Are Pit Bulls Aggressive? - by Shane Windatt
Photo: Wilson, my current foster dog.
One of the most frequent questions I get asked by dog owners is, "What do you think about pit bulls?"
As far as the general public goes, there seems to be three schools of thought on the subject. One contingent believes that pit bulls are very dangerous and unpredictable dogs that should be eliminated from the face of the earth. A second believes that bad owners or negative early experiences are to blame for aggressive incidents, which are overblown by the news media. The third suspects that there may be something about pit bulls to be wary about, but stops short of condemning the whole breed because they've had mixed experiences or not enough to generalize. It's this third group that asks the questions. The other two don't need to ask, because they KNOW.
We should all realize that the media can't be relied on to present a balanced picture. A "pit bull attack" just sounds more dramatic than a "chihuahua attack", and so one will be seen on the TV news while the other is known only to the people directly involved. The logical thing to do to find answers would be to look for statistics. Easier said than done. If you're interested in understanding the issue, look up a copy of "Dogs Bite" by Janis Bradley. She outlines the ways that available data is flawed, both in regard to tracking the number of dog bites that occur and the breeds responsible. When we look at breed rankings for aggression, we are as likely to find the cocker spaniel or beagle heading the list as any of the bully breeds.

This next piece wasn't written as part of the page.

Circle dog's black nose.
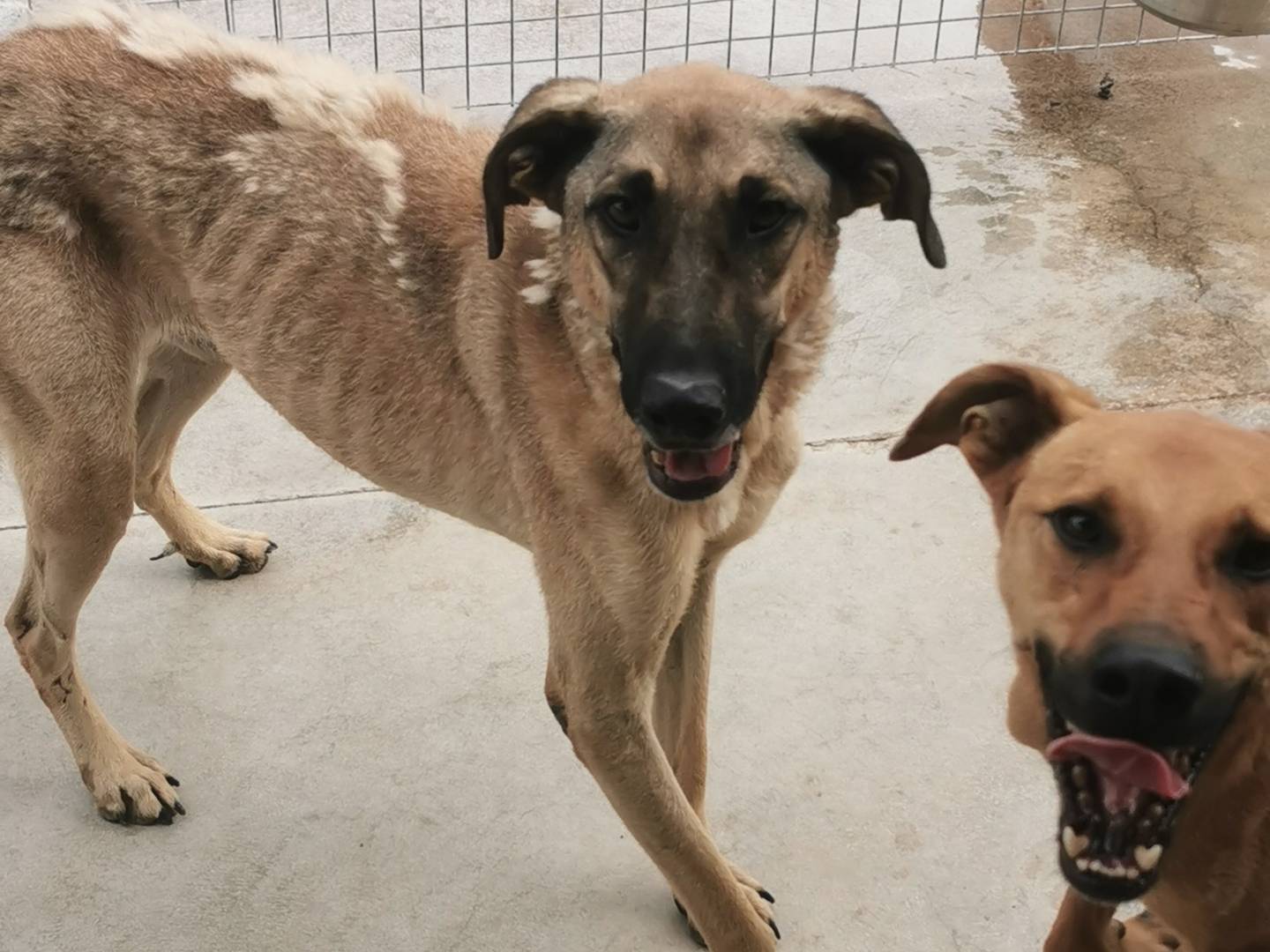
[1051,624,1239,747]
[639,370,728,450]
[1090,641,1204,724]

I've personally been bitten by 5 or 6 dogs, and none of them looked remotely like a pit bull. On the other hand, pit bulls have been responsible for more than half of my knee injuries, which have been numerous. pit bulls have a very physical way of playing with other dogs which typically involves a lot of body slamming. And they are just the right height and weight to connect with your lower leg in a way that will knock it out from under you. Violently. When you're around frolicking pit bulls, my advice is to sit down quick.
It can be dangerous to generalize about "pit bulls", since this term means different things to different people. Does it refer to American pit bull Terriers, Staffordshire Terriers, Bull Terriers, or any dog with a short coat and a blocky head that isn't a Rottweiler? I've certainly seen boxer crosses that would fit most people's image of a pit, and I used to own a pit cross who looked and acted like a Duck Tolling Retriever. Working for the SPCA, I seldom encounter a purebred of any of the above breeds and don't usually attempt to differentiate.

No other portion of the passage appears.